However the Halbig v. Burwell case on Obamacare subsidies turns out legally, the public debate should be a lesson in humility.

At issue in the case is whether language in the text of the law directing subsidies to individuals who sign up for insurance on an exchange “established by a state” makes individuals living in the 36 states with a federal exchange ineligible for the subsidies.

Liberal critics of this legal theory have portrayed it as absurd, ridiculous, nutty, stupid, and even criminal. Recently, I’ve been likened to the health policy equivalent of a World Trade Center attack conspiracy theorist merely for sympathetically reporting the legal case of the challengers.
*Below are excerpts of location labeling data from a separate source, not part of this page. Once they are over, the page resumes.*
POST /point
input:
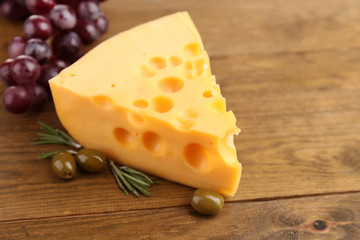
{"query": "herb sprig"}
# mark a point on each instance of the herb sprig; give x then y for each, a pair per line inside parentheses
(128, 179)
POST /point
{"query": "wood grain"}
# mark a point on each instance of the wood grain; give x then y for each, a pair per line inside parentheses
(290, 72)
(323, 217)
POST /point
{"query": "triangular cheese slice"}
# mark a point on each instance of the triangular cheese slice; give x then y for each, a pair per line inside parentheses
(146, 97)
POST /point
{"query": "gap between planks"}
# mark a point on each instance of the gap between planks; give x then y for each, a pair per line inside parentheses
(112, 213)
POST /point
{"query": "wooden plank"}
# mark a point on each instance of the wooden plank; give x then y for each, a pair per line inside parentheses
(301, 134)
(321, 217)
(231, 27)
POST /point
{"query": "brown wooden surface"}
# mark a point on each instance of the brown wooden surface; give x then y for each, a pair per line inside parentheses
(290, 71)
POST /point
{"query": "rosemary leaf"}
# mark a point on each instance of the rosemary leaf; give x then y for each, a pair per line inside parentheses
(137, 173)
(143, 189)
(121, 186)
(137, 180)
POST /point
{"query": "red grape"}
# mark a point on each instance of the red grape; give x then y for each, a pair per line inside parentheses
(25, 69)
(38, 49)
(16, 47)
(48, 71)
(87, 31)
(63, 17)
(40, 6)
(20, 2)
(39, 98)
(88, 9)
(65, 1)
(37, 26)
(60, 63)
(66, 45)
(13, 11)
(101, 24)
(75, 22)
(5, 72)
(17, 99)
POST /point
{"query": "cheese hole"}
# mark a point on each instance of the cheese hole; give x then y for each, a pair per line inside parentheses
(185, 119)
(157, 63)
(175, 61)
(189, 65)
(136, 119)
(152, 141)
(103, 101)
(123, 136)
(197, 156)
(218, 106)
(162, 104)
(171, 84)
(208, 94)
(146, 72)
(188, 70)
(192, 49)
(141, 103)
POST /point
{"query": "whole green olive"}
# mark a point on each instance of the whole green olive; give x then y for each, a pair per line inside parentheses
(63, 164)
(207, 202)
(91, 160)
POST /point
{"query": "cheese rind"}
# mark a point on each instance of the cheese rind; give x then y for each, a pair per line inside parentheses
(146, 97)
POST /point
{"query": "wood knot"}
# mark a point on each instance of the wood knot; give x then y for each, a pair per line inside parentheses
(320, 225)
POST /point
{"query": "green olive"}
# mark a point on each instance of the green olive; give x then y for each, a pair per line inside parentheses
(207, 202)
(91, 160)
(63, 164)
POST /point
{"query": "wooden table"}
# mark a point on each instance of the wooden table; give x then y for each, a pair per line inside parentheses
(290, 71)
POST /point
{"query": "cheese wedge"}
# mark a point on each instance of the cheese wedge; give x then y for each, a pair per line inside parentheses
(146, 97)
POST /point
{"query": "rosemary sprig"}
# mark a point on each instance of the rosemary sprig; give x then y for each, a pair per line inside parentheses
(131, 180)
(128, 179)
Those trying to ridicule the challengers, who received a favorable ruling before the U.S. Court of Appeals for the District of Colombia Circuit and an adverse ruling before the Fourth Circuit in July, argue that it’s simply inconceivable that Democrats who were aiming to expand insurance would have prevented subsidies from flowing to federal exchanges as an inducement for states to set up their own.

So, therefore, anybody suggesting otherwise is either a moron or a liar, or some combination of the two.
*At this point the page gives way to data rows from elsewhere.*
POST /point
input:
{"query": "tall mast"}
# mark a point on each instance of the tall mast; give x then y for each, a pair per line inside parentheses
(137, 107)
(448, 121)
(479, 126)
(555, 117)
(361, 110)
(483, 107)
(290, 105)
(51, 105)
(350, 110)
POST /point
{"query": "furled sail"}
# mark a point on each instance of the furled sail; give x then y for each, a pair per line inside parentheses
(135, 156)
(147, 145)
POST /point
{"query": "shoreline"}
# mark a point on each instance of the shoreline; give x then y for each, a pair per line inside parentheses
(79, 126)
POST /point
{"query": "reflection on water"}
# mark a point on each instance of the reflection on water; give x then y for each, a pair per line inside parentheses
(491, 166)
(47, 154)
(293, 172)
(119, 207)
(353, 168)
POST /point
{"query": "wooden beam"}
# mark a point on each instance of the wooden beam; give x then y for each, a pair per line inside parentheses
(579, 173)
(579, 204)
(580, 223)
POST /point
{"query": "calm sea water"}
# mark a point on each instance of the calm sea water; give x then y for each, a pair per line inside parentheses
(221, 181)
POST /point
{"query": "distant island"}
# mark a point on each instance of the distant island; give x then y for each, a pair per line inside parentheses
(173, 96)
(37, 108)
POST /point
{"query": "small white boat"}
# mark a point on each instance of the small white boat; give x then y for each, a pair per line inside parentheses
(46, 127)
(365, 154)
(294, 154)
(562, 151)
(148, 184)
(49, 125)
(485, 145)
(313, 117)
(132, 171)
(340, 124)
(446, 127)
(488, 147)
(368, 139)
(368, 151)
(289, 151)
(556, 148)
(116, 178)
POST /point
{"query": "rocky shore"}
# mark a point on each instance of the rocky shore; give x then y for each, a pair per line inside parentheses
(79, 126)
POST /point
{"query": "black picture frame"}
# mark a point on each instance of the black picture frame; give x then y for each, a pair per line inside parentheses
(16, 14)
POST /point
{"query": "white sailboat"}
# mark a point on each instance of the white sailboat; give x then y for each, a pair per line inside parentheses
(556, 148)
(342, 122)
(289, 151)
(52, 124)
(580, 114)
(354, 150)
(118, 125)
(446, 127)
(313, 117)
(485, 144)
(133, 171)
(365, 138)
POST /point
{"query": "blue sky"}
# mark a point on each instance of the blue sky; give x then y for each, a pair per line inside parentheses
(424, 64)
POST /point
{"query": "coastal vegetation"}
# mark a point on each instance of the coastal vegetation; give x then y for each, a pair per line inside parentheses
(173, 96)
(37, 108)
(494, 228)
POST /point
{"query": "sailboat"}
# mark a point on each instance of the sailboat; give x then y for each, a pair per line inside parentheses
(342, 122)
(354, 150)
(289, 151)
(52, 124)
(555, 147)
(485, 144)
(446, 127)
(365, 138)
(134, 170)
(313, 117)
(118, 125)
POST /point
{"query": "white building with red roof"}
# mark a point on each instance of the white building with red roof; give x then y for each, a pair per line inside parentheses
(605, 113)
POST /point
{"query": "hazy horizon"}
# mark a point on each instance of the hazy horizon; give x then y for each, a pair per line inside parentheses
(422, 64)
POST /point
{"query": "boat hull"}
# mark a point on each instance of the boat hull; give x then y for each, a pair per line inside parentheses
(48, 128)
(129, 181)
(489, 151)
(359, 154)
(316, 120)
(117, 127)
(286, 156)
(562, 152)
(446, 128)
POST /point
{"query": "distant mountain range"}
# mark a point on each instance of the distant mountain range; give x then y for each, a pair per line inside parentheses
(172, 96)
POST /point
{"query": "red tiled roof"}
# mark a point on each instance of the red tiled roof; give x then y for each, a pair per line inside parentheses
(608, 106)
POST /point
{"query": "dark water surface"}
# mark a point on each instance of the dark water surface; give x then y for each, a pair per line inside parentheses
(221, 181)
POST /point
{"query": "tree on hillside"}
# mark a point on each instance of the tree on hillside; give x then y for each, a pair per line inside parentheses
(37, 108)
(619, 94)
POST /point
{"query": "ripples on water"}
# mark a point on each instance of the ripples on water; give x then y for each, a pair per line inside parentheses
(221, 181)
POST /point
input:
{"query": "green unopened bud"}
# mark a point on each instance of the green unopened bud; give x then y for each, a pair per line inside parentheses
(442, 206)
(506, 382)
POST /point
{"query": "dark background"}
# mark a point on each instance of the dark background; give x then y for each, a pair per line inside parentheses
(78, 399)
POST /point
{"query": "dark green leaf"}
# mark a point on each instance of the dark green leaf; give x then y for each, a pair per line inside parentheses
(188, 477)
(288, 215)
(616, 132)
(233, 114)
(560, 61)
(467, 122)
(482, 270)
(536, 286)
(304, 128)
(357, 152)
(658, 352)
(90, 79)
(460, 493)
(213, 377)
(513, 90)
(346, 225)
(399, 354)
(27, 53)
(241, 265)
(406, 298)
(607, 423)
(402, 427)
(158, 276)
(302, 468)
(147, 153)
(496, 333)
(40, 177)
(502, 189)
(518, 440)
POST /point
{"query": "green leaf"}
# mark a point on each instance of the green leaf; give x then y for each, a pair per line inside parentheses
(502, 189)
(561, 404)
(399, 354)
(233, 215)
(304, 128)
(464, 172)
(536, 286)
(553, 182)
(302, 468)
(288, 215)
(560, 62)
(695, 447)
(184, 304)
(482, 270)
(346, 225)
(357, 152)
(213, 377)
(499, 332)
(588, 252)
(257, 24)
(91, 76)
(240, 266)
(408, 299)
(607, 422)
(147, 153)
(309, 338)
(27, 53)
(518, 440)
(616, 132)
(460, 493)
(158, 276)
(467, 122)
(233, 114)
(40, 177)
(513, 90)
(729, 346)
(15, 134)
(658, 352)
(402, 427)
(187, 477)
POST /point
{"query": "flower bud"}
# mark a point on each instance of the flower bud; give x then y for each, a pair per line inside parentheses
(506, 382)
Josh Barro, who writes for the New York Times and contributes to MSNBC, has risen to prominence in no small part due to his merciless mocking of what he views as conservative dishonesty and stupidity. He recently wrote on Twitter, “The bizarreness of the ‘Halbig was intentional design’ theory is that Obamacare proponents never wanted ‘hammers’ that lead to less coverage.”

Oh really? How about Medicaid? The popular misconception is that the U.S. Supreme Court, in a 2012 decision, gave states the ability to opt out of expanding Medicaid through Obamacare. In reality, the justices merely made it less costly for states to opt out.
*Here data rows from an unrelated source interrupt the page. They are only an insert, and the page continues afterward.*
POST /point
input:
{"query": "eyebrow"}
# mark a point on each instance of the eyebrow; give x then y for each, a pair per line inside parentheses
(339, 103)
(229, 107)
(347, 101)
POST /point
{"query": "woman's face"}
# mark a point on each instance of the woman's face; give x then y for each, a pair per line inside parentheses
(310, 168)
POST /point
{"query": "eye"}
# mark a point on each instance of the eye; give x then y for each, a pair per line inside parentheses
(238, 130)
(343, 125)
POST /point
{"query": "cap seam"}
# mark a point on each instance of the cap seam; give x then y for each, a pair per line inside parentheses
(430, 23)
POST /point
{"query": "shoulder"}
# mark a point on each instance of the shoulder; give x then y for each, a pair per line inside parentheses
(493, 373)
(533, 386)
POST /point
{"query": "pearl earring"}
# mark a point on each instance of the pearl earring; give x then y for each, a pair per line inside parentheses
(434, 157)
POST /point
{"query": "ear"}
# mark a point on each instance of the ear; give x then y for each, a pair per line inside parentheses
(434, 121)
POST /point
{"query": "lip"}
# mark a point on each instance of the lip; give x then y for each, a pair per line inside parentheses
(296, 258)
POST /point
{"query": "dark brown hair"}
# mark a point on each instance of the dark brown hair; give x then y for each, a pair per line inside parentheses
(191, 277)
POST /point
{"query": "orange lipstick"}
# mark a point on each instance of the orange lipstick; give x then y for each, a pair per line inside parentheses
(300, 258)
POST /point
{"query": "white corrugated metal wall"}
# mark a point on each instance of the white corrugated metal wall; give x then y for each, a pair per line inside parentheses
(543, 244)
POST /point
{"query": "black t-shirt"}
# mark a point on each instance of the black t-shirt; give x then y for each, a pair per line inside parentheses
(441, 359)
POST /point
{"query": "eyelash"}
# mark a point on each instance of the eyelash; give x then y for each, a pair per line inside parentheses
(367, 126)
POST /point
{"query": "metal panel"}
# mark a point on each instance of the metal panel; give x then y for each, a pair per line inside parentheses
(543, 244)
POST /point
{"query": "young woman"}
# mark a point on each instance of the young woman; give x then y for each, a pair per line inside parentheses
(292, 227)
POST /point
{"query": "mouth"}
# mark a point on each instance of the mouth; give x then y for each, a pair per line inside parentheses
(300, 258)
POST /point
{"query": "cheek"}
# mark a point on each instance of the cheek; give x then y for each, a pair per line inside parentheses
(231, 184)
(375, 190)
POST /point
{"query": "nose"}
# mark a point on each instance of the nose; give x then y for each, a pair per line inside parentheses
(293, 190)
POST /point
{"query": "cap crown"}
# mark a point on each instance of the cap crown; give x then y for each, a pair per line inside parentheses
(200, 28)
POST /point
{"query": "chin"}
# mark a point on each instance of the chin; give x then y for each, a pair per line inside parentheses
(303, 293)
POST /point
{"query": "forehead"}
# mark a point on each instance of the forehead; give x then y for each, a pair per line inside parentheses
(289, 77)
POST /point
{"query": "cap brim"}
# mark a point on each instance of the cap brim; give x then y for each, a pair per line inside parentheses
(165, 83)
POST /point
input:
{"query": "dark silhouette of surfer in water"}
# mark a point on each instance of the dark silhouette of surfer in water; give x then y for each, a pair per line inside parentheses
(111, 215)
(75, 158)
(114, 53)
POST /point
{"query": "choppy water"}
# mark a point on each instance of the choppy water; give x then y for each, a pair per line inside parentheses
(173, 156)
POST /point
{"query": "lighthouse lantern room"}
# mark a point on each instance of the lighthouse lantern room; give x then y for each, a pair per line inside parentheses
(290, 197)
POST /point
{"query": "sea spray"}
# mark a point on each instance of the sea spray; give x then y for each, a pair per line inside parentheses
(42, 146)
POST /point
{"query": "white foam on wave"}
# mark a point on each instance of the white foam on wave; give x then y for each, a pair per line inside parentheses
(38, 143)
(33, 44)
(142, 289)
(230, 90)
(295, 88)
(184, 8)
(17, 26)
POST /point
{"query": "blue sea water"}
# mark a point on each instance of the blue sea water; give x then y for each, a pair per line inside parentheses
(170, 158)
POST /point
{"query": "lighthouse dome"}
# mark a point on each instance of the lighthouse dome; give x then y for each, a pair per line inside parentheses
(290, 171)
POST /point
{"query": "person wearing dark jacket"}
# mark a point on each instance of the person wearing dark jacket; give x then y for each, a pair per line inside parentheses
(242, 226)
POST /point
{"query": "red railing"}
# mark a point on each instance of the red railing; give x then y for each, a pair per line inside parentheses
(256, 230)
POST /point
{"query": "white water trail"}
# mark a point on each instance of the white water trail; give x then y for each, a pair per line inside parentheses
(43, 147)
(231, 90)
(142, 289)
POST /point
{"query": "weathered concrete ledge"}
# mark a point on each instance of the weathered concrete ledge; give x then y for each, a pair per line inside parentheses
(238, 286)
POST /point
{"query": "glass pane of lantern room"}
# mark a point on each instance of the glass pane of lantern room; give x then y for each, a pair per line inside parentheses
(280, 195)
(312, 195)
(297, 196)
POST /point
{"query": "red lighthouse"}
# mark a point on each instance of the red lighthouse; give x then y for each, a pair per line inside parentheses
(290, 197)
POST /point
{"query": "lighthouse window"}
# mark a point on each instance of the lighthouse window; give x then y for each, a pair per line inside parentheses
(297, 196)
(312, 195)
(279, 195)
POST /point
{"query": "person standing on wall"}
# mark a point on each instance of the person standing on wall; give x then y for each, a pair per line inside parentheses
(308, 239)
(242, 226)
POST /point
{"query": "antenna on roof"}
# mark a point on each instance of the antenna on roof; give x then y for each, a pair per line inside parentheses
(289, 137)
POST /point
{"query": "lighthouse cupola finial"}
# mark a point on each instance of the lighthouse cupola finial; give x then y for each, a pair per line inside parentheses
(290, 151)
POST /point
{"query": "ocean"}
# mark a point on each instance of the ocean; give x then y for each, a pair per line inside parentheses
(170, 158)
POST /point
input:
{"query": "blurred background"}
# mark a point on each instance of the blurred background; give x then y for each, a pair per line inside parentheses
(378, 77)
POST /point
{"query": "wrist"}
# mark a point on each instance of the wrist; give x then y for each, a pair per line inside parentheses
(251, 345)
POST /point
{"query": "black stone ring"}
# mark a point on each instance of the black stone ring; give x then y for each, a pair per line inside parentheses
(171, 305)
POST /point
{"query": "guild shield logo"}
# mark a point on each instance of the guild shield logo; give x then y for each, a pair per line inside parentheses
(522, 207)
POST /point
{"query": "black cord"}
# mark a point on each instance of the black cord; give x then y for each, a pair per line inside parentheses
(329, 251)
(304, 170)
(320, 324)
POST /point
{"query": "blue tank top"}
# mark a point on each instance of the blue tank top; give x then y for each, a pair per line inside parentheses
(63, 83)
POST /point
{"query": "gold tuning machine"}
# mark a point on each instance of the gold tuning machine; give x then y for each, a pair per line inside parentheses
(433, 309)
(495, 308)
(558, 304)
As originally written, the law would have meant that any state that chose not to expand the program through Obamacare would have lost all its Medicaid funding. In 2012, the federal government sent $239 billion in Medicaid money to the states and in 2010, the year Obamacare was passed, the program had over 66 million enrollees.

The Supreme Court actually ruled that this was too powerful of a hammer and thus crossed over into unconstitutional coercion. Under the ruling, states gained the ability to refuse to expand Medicaid while keeping their pre-existing federal money. But they still don’t get access to the newly available money through Obamacare unless they expand.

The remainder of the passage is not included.